国防部(防衛省)のシンクタンク、国防安全研究院は12日、北部・台北市内のホテルで「2024台北安全対話」を開催しました。今回のテーマは「中国の脅威に直面する台湾と世界の安全保障」であり、アメリカ、日本など9カ国から専門家や学者が招かれ、「世界の安全保障における台湾の重要性」や「インド太平洋地域における海洋安全保障」などのテーマについて議論されるほか、アメリカのケリー・クラフト(Kelly Craft)前国連大使とオーストラリアのマリーズ・ペイン(Marise Payne)元国防大臣が講演を行うということです。
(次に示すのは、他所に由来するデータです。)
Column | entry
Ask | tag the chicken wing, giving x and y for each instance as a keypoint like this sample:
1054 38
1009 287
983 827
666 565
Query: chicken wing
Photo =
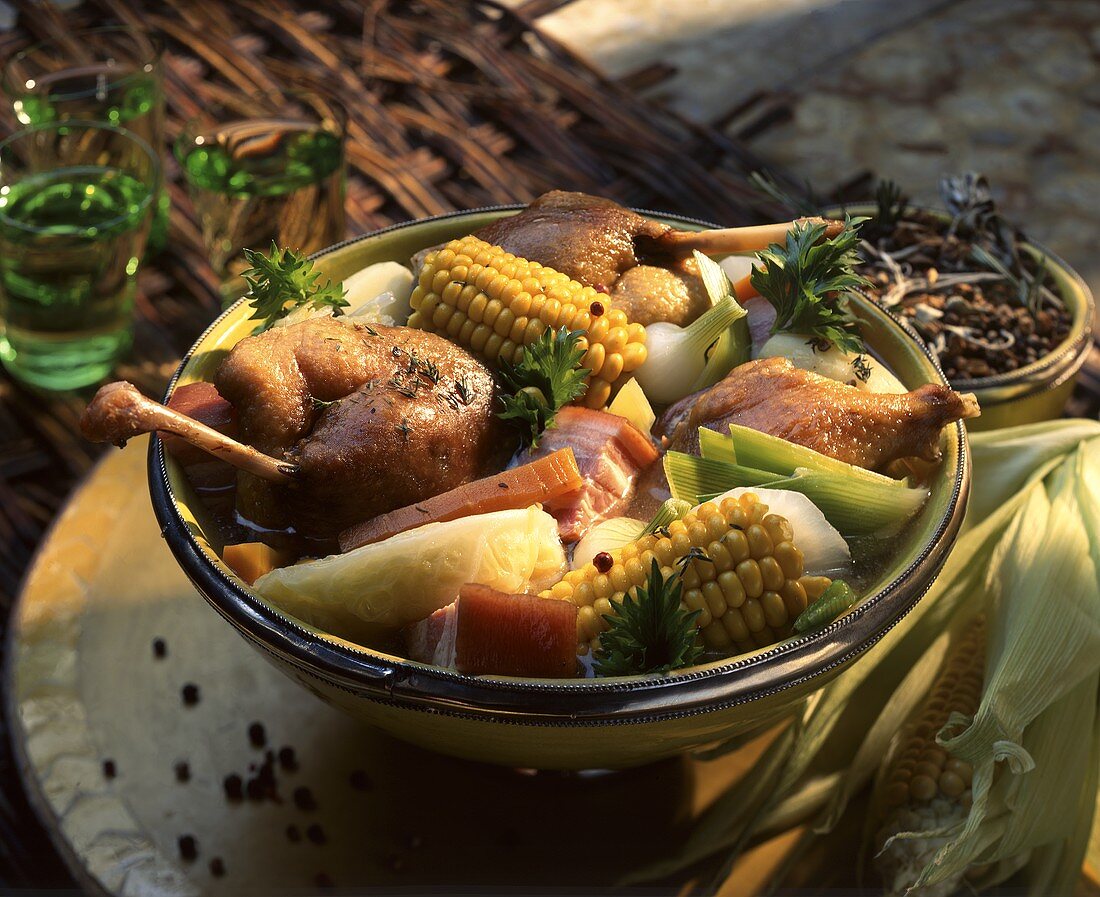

開幕式を執り行った国防安全研究院の霍守業・董事長は「国際情勢は今まさに混乱の時代にあり、かつ、こうした不安定な状況の背後には権威主義国家の勢力拡大がみられる。本会議を通して、平和を愛する世界中の国々が協力して抑止力と強韌性を強化し、相互協力メカニズムを深化させることで、世界の平和、安定、繁栄を維持させていきたい」と述べました。

霍・董事長はまた、「ルールに基づく国際秩序の下で、権威の拡大に抵抗し、インド太平洋地域及び世界の人々が戦争の惨禍に陥るのを防いでいく」と話しました。

一方、開幕式に招かれた、台湾で対中国政策を担う大陸委員会の邱垂正・主任委員は、スピーチで台湾の現状と制度について説明しました。邱・主任委員は、「習近平が指導者となって以来、中国では新たな中央集権主義グループが権力を握っている。民主的な統治と均衡がとれていない中、中国の発展の見通しは不透明になるだけでなく、地域の安全保障に混乱と不安をもたらしている」と指摘、さらに「中華民国政府は過去数年間、現状維持政策を堅持してきたが、北京当局は軍事的脅威をエスカレートさせている上武力による統一を諦めていない。台湾の主権と台湾海峡地域の平和と安定を破壊しようとしているのだ」と述べました。

邱・主任委員はまた、「中国は、台湾がいわゆる『92年コンセンサス(九二共識)』を受け入れ、それを『一つの中国原則』と定義しなければならないと主張している。我々はこの点について強調しなければならない。『92年コンセンサス』を受け入れるということは、台湾が中国の一部であり、中国統一の枠組みの一部であることを認めるに等しいということだ。 したがって、主権と民主主義の原則に基づき、台湾がそのような政治的条件を受け入れることはない」と強調しました。

邱・主任委員はさらに、「民主主義を守ることは我が国の最低ラインであり、台湾から自発的な挑発を行わず、紛争の勃発を避けることは台湾社会の共通認識である。そして、中国と台湾は互いに隷属しない関係にある。地域の平和的発展のために、北京当局と対等かつ誠実な対話ができることを望んでいる」と述べました。